Hacker Newsnew | past | comments | ask | show | jobs | submitlogin

It's worth pointing out that any valid JSON value is a valid JSON document. There is no requirement or guarantee that an array or an object are the top-level value in a JSON document.

"I am a valid JSON document. So is the Number below, and in fact every line below this line."

4

null



Actually actually... the JSON spec doesn't define the concept of a JSON document. Neither http://www.json.org/ nor http://www.ecma-international.org/publications/files/ECMA-ST... actually specifies that a JSON 'document' is synonymous with a JSON 'value'.

Now it's also true that JSON doesn't specify an entity that can be either an object or an array but not be a string or a bool or a number or null. So it's kind of true that JSON doesn't say that an object or array are valid root elements.

But JSON also says "JSON is built on two structures" - arrays and objects. It defines those two structures in terms of 'JSON values'. But it's a reasonable way to read the JSON spec to say that it defines a concept of a 'JSON structure' as an array or object - but not a plain value.
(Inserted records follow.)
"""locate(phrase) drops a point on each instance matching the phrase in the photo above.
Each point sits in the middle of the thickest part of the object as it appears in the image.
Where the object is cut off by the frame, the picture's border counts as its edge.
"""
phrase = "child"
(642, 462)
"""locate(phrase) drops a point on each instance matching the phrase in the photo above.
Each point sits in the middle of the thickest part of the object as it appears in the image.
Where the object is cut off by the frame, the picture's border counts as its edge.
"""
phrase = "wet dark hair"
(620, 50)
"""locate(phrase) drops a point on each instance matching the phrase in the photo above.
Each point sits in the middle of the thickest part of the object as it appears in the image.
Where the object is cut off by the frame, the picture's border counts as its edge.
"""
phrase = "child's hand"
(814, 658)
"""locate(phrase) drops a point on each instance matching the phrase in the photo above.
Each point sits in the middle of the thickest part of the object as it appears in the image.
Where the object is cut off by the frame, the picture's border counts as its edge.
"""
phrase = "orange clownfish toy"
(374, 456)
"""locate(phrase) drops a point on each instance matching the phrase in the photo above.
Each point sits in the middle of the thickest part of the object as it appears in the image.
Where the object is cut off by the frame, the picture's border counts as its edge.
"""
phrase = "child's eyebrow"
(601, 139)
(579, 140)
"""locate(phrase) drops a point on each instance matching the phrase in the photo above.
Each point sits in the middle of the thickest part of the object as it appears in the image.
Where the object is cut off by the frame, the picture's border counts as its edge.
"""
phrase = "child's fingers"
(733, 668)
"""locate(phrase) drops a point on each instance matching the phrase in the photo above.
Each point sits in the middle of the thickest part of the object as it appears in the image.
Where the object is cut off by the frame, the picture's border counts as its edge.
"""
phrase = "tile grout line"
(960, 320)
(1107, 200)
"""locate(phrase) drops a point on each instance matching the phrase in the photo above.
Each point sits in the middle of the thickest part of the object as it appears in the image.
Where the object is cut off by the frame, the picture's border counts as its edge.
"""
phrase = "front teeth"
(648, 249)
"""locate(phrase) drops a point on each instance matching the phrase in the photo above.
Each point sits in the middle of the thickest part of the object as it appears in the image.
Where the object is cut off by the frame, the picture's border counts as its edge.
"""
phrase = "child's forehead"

And then to assume that a .json file contains a JSON 'structure'.

Basically... JSON's just not as well defined a standard as you might hope.

edit: And now I'm going to well actually myself: Turns out https://tools.ietf.org/html/rfc4627 defines a thing called a 'JSON text' which is an array or an object, and says that a 'JSON text' is what a JSON parser should be expected to parse.

So - pick a standard.


JSON is in fact defined in (at least) six different places, as described in the piece 'Parsing JSON is a Minefield' [1] (HN: [2]).

The problem is perhaps not as egregious as with "CSV" -- which is more of a "technique" rather than a format, despite after 30 years of customary usage, someone retroactively having written a spec; but it does manifest in various edge cases like we're debating.

[1] http://seriot.ch/parsing_json.php [2] https://news.ycombinator.com/item?id=12796556


Why are you referencing the obsolete rfc? There is no restriction to object/array for the JSON text in the current rfc https://tools.ietf.org/html/rfc7159


The current RFC recommends the use of an object or array for interoperability with the previous specification. JSON being a bit of a clusterf* of variants, they tried to make the RFC broad then place interoperability limitations on it. (lenient in what you accept, etc etc)


Because I just discovered that there was, at least once, a specification that actually defined JSON that way, where previously I had thought it had only been ambiguously described, and I thought that was interesting.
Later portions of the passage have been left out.